The contract was signed on November 1, 1978. We had only until July 1980 to build the first airplane, get it right, and get it flying.
Kelly Johnson had operated under tremendous pressure on a lot of projects over the years, but he never had to put up with the galloping inflation that hit us unexpectedly in 1979 as the OPEC oil cartel suddenly raised prices more than 50 percent. Sixteen percent inflation rates were eating me alive, and my contract with the Air Force had no price-adjustment clauses to relieve some of the financial pressures. “Who could’ve foreseen this goddam mess?” I howled to the winds. Our accounting office was becoming apoplectic. The Air Force sympathized and told me to keep my chin up but rejected my appeal for renegotiations to build inflationary spirals into a shared customer-government cost outlay. By the middle of the presidential campaign of 1980, Carter was catching hell from all directions. Ronald Reagan blasted him for weakening the military and made a campaign issue out of Carter’s cancellation of Rockwell’s B-1 bomber, which had cost eight thousand jobs in voter-rich Southern California. The Carter White House asked me to draft a briefing paper for Reagan that would privately inform him about the very sensitive stealth project in the hope he would back off his attacks on the outmoded B-1. Fat chance that would happen, but in a desperate move, Defense Secretary Brown shocked me by stating in public that the government was doing research on important stealth technology. By then Carter had lost the defense issue totally, so Brown should have kept his mouth shut.

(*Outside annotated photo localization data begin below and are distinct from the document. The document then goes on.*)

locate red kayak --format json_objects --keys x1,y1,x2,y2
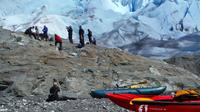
[
  {"x1": 106, "y1": 93, "x2": 173, "y2": 110},
  {"x1": 133, "y1": 100, "x2": 200, "y2": 112}
]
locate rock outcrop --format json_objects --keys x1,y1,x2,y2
[
  {"x1": 165, "y1": 54, "x2": 200, "y2": 76},
  {"x1": 0, "y1": 28, "x2": 200, "y2": 98}
]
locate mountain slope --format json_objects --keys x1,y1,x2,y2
[
  {"x1": 0, "y1": 0, "x2": 200, "y2": 60},
  {"x1": 0, "y1": 28, "x2": 200, "y2": 98}
]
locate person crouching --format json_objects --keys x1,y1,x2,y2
[
  {"x1": 54, "y1": 34, "x2": 62, "y2": 50},
  {"x1": 46, "y1": 80, "x2": 60, "y2": 102}
]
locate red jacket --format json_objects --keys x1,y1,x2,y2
[{"x1": 55, "y1": 34, "x2": 62, "y2": 43}]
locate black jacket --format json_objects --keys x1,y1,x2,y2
[
  {"x1": 50, "y1": 85, "x2": 60, "y2": 95},
  {"x1": 68, "y1": 27, "x2": 73, "y2": 35},
  {"x1": 79, "y1": 28, "x2": 84, "y2": 36}
]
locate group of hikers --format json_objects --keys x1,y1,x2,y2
[
  {"x1": 65, "y1": 25, "x2": 96, "y2": 49},
  {"x1": 25, "y1": 25, "x2": 96, "y2": 50},
  {"x1": 25, "y1": 25, "x2": 48, "y2": 41},
  {"x1": 25, "y1": 25, "x2": 96, "y2": 101}
]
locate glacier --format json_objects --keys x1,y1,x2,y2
[
  {"x1": 0, "y1": 0, "x2": 200, "y2": 59},
  {"x1": 0, "y1": 0, "x2": 165, "y2": 40},
  {"x1": 100, "y1": 0, "x2": 200, "y2": 47},
  {"x1": 0, "y1": 0, "x2": 130, "y2": 40}
]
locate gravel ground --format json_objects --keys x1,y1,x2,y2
[{"x1": 0, "y1": 96, "x2": 130, "y2": 112}]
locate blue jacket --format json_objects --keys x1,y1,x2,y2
[{"x1": 42, "y1": 26, "x2": 48, "y2": 34}]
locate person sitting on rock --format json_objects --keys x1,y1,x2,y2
[
  {"x1": 24, "y1": 26, "x2": 36, "y2": 39},
  {"x1": 54, "y1": 34, "x2": 62, "y2": 50},
  {"x1": 46, "y1": 79, "x2": 60, "y2": 102}
]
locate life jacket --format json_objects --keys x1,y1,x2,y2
[{"x1": 175, "y1": 89, "x2": 200, "y2": 98}]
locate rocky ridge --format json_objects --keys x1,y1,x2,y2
[
  {"x1": 0, "y1": 28, "x2": 200, "y2": 111},
  {"x1": 165, "y1": 54, "x2": 200, "y2": 76},
  {"x1": 1, "y1": 28, "x2": 200, "y2": 97}
]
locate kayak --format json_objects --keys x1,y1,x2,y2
[
  {"x1": 107, "y1": 93, "x2": 173, "y2": 110},
  {"x1": 107, "y1": 93, "x2": 200, "y2": 111},
  {"x1": 133, "y1": 100, "x2": 200, "y2": 112},
  {"x1": 90, "y1": 86, "x2": 166, "y2": 98}
]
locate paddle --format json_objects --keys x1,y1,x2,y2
[{"x1": 116, "y1": 80, "x2": 148, "y2": 88}]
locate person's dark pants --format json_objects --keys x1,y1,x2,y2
[
  {"x1": 88, "y1": 36, "x2": 92, "y2": 44},
  {"x1": 93, "y1": 41, "x2": 96, "y2": 45},
  {"x1": 46, "y1": 94, "x2": 59, "y2": 102},
  {"x1": 28, "y1": 33, "x2": 36, "y2": 39},
  {"x1": 43, "y1": 33, "x2": 48, "y2": 41},
  {"x1": 55, "y1": 41, "x2": 62, "y2": 50},
  {"x1": 33, "y1": 33, "x2": 37, "y2": 40},
  {"x1": 46, "y1": 95, "x2": 77, "y2": 102},
  {"x1": 69, "y1": 34, "x2": 73, "y2": 44},
  {"x1": 81, "y1": 39, "x2": 84, "y2": 47},
  {"x1": 35, "y1": 33, "x2": 40, "y2": 40},
  {"x1": 80, "y1": 35, "x2": 85, "y2": 47}
]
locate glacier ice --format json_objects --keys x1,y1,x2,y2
[
  {"x1": 0, "y1": 0, "x2": 200, "y2": 49},
  {"x1": 153, "y1": 0, "x2": 166, "y2": 6}
]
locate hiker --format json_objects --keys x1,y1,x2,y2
[
  {"x1": 42, "y1": 25, "x2": 48, "y2": 41},
  {"x1": 46, "y1": 79, "x2": 60, "y2": 102},
  {"x1": 54, "y1": 34, "x2": 62, "y2": 50},
  {"x1": 79, "y1": 25, "x2": 85, "y2": 47},
  {"x1": 67, "y1": 26, "x2": 73, "y2": 44},
  {"x1": 92, "y1": 37, "x2": 96, "y2": 45},
  {"x1": 87, "y1": 29, "x2": 93, "y2": 44},
  {"x1": 24, "y1": 26, "x2": 37, "y2": 39},
  {"x1": 35, "y1": 26, "x2": 40, "y2": 40}
]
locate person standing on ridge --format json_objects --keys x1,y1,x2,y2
[
  {"x1": 54, "y1": 34, "x2": 63, "y2": 51},
  {"x1": 42, "y1": 25, "x2": 48, "y2": 41},
  {"x1": 87, "y1": 29, "x2": 93, "y2": 44},
  {"x1": 93, "y1": 37, "x2": 96, "y2": 45},
  {"x1": 67, "y1": 26, "x2": 73, "y2": 44},
  {"x1": 79, "y1": 25, "x2": 85, "y2": 47}
]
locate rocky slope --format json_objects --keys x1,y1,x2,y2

We in the Skunk Works had done very well under the Carter administration and would really miss tremendous performers like Bill Perry at the Pentagon.* But Reagan roared into Palmdale and blistered Carter with a speech at the Rockwell plant, promising to reopen the B-1 bomber line after the election. Everyone in aerospace was ready for a change. Guys in the plant were whistling “Happy Days Are Here Again” simply because the sentiment fit perfectly with their mood. The so-called Misery Index, cited by Reagan, which was the rate of inflation measured against declining employment, really resonated with me. I felt that Misery Index every time I sat down with our auditors and watched my costs slam through the roof.
In one of his final acts before leaving office, Defense Secretary Harold Brown called me to Washington on the eve of Reagan’s inauguration in January 1981, and in a secret ceremony in his Pentagon office awarded me the Defense Department’s Distinguished Service Medal for the stealth airplane. Because of the tight security surrounding the project, only Kelly was allowed to accompany me. He stood by beaming like a proud uncle as Brown pinned on my medal and said, “Ben, your Skunk Works is a national treasure. The nation is in your debt for stealth and all the other miracles you people have managed to pull off over the years. From all of us in this building, thank you.”
I was allowed to show the medal to my two children, Karen and Michael, but I couldn’t tell them why I had received it.
Reagan would initiate the biggest peacetime military spending in our history. During the early 1980s defense industry sales increased 60 percent in real terms and the aerospace workforce expanded 15 percent in only three years—from 1983 to 1986. We employed directly nearly a quarter million workers in skilled, high-paying jobs and probably twice that many in support and supplier industries. Not since Vietnam were we building so much new military equipment, and that fevered activity was, coincidentally, being matched in the civilian airline industry.
Boeing, in Seattle, was reaping the biggest bonanza in its history during the first years of the 1980s, filling orders from the major airlines to invest in the next generation of 727s, 737s, and 747s. One airliner a day was rolling out of the huge Boeing complex. Between Boeing and the growing production lines for new missiles and fighters at California-based aerospace outfits, I suddenly found myself on the short end of materials, subcontracting work, machine shop help, and skilled labor. Without warning, there was a dire shortage of everything used in an airplane. Lead times for basic materials stretched from weeks to literally years.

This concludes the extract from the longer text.